No artigo A grande queima, publicado no dia 1 de setembro de 2019 no jornal Folha de S. Paulo, Janio de Freitas afirma que “O fogaréu amazônico lançou a ira da opinião mundial contra Bolsonaro e, por tabela, o desprezo pelo país passivo diante de sua tragédia. Mas, para Bolsonaro, todo o fogo é bem-vindo (…). O governo, por meio do ministro do Meio Ambiente, Ricardo Salles, cortou 30% da verba orçamentária para prevenção e combate a queimadas em florestas. O resultado dessas políticas antiambientais, antiamazônicas e anti-indígenas está visível não só nas chamas e na fumaça”. E continua “Bolsonaro já se dissera favorável à abertura da Amazônia para empresas norte-americanas de exploração mineral. Especificou bem: não empresas brasileiras, muito menos em geral, mas “americanas”.

A atual crise, de repercussões internacionais, foi deflagrada por atitudes e palavras sobre o meio ambiente, do presidente e do ministro do Meio Ambiente. O presidente disse que o Fundo Amazônia, financiado por Alemanha e Noruega, financiava ONGs – organizações não-governamentais – que estariam a serviço de uma grande conspiração da esquerda internacional contra o Brasil. Uma das conseqüências dessa fala foi à suspensão por parte da Alemanha de apoio financeiro dado a projetos de conservação florestal na Amazônia de 35 milhões de euros (cerca de 156 milhões de reais).

O presidente ainda chamou mentirosos os números do INPE que mostraram um avanço significativo do desmatamento na Amazônia no mês de julho, e o crescimento do desmatamento e ainda acusou a direção do órgão de estar “a serviço de alguma ONG” (pouco depois, o diretor do INPE foi afastado do cargo) e também acusou as ONGs de causarem os incêndios “para chamar a atenção para a minha pessoa”.

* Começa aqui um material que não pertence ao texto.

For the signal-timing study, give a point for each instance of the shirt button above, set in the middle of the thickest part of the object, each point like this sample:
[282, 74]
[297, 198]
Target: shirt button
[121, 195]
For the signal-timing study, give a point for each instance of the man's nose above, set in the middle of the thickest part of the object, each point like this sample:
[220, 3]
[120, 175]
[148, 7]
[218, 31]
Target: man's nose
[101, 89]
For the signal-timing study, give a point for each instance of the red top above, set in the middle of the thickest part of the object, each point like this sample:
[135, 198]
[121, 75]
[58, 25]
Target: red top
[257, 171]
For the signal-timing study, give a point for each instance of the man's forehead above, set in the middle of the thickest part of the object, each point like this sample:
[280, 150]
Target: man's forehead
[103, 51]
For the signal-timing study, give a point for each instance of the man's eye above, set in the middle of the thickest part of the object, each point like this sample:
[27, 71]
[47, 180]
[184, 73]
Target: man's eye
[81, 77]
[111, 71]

O fato é que, desde a criação do Fundo Amazônia, em 2008, o desmatamento estava recuando de forma considerável, mas sob o novo governo, segundo dados do INPE, voltou acrescer.
Como disse o jornal o Estado de S. Paulo em editorial do dia 25 de agosto de 2019 (A defesa da soberania nacional): “o estrago à imagem do Brasil já está feito – e é imenso. Jair Bolsonaro, em apenas oito meses de governo, conseguiu arruinar a reputação do País em uma das poucas áreas nas quais se destacava de maneira razoavelmente positiva graças aos esforços na preservação das florestas nativas. (…) Se o governo realmente estivesse preocupado com a defesa da soberania nacional, estaria empenhado em esclarecer a opinião pública internacional sobre a verdadeira situação na Amazônia e o que está sendo feito para enfrentar o problema em suas reais dimensões. Ao preferir ofender a inteligência de todo o mundo civilizado, o governo Bolsonaro apenas desmoraliza o Brasil”.

Hoje, trata-se de salvar a Amazônia, não apenas das queimadas e desmatamentos, mas também da cobiça internacional, ter e preservar, de fato, segundo os termos da Constituição, a efetiva e desejada soberania nacional.